The argument that the central subgroup can be divided out is incorrect: there are positions in the regular cube that are both conjugate and a superflip apart. However, the central subgroup of [U2,R2,F2,slices] generated by sliceflips is not only central, but also a factor of a decomposition of [U2,R2,F2,slices]. So the sliceflips are not the problem. No, the problem is that the parity of the corners (of the tetra with URF) is not correlated with the other parities (because the ignored tetra has the same parity). So there is just a factor 3 + 2 = 5 for the corners. This gives

4 * 5 * (3^4 + binomial(4,2)*3^2*2^2 + 2^4 + 1) = 6280

For the group <U2,R2,F2,UD',RL',FB'> = <U2,R2,F2,UD',RL',FB',D2,L2,B2>, GAP gives 768 conjugacy classes.

I downloaded GAP and found the following on the web page.

Memory issues

By default, the ``cygwin'' environment we use limits a program's
workspace to 128 MB of memory.
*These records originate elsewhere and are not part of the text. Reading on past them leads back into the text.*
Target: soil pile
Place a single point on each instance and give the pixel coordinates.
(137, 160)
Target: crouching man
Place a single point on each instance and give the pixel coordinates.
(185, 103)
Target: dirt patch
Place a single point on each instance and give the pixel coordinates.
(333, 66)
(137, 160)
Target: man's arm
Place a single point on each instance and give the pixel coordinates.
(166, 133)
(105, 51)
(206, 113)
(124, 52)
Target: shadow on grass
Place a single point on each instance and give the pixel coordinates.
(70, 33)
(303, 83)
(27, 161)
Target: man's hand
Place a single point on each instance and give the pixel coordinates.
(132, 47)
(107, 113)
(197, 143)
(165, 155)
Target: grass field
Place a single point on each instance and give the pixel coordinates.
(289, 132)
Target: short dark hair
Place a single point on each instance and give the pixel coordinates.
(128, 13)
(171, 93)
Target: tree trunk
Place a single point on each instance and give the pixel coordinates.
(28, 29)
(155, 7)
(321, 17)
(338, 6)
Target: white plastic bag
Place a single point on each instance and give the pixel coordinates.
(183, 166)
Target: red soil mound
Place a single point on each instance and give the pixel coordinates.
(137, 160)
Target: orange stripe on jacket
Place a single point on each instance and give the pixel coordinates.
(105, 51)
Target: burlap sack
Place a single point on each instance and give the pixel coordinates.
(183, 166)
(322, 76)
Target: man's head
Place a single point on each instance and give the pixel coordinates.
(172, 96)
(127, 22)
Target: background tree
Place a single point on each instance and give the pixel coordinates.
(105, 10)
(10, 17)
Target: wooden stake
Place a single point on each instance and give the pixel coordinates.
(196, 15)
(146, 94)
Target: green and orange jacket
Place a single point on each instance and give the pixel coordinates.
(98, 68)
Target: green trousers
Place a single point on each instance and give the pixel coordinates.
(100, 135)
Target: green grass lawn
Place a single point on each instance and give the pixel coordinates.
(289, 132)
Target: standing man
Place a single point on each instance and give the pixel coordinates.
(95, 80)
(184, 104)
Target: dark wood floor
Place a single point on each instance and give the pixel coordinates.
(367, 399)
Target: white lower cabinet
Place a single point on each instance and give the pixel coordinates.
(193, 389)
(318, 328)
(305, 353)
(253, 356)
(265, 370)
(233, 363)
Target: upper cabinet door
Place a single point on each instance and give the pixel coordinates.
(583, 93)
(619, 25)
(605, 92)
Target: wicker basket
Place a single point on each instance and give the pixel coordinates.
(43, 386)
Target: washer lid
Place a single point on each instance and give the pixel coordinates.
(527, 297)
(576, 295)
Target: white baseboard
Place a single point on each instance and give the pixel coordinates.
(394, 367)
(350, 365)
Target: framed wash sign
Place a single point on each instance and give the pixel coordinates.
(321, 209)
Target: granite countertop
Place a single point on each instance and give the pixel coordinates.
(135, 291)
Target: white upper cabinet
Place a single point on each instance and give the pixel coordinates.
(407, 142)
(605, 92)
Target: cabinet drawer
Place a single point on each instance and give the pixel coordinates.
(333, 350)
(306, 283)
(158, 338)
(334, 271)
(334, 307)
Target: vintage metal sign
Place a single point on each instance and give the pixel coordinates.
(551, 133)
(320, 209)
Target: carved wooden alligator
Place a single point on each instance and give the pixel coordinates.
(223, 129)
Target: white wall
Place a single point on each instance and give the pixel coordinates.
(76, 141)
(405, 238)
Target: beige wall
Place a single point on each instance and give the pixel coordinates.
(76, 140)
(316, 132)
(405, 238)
To increase this limit, it is
necessary to edit the Windows registry.

*WARNING:* Editing the registry is the Windows equivalent of open 
heart surgery. Do not attempt this change if you have no previous 
experience in doing this. The web page 
www.cygwin.com/cygwin-ug-net/setup-maxmem.html gives further details.

Before changing the entries, you might have to run GAP once first to 
create the appropriate registry keys.

The shell script usemem.bat in the bin directory sets a registry entry

/HKEY_LOCAL_MACHINE/Software/Cygnus Solutions/Cygwin/heap_chunk_in_mb
to decimal 1024.

If you prefer to do the change by hand, open `regedit' and go to the 
`Cygwin' Key listed above. Then choose `new value' and add 
`heap_chunk_in_mb'. `Modify' it to contain decimal 1024.

npos = 20, nori = 3: [57043, 56840, 203, 0]
npos = 30, nori = 2: [147558, 147270, 288, 0]

(57043+203)*(147558+288) = 8463592116

I thought about the 4x4x4 and larger cubes, but the interior cubies in the faces make that these cubes are not groups. The same holds for the octagonal cube since some edges have orientations and other do not. You can however divide out some group to obtain the octagonal cube form the regular cube. As we know, that group has eight elements and also eight conjugacy classes.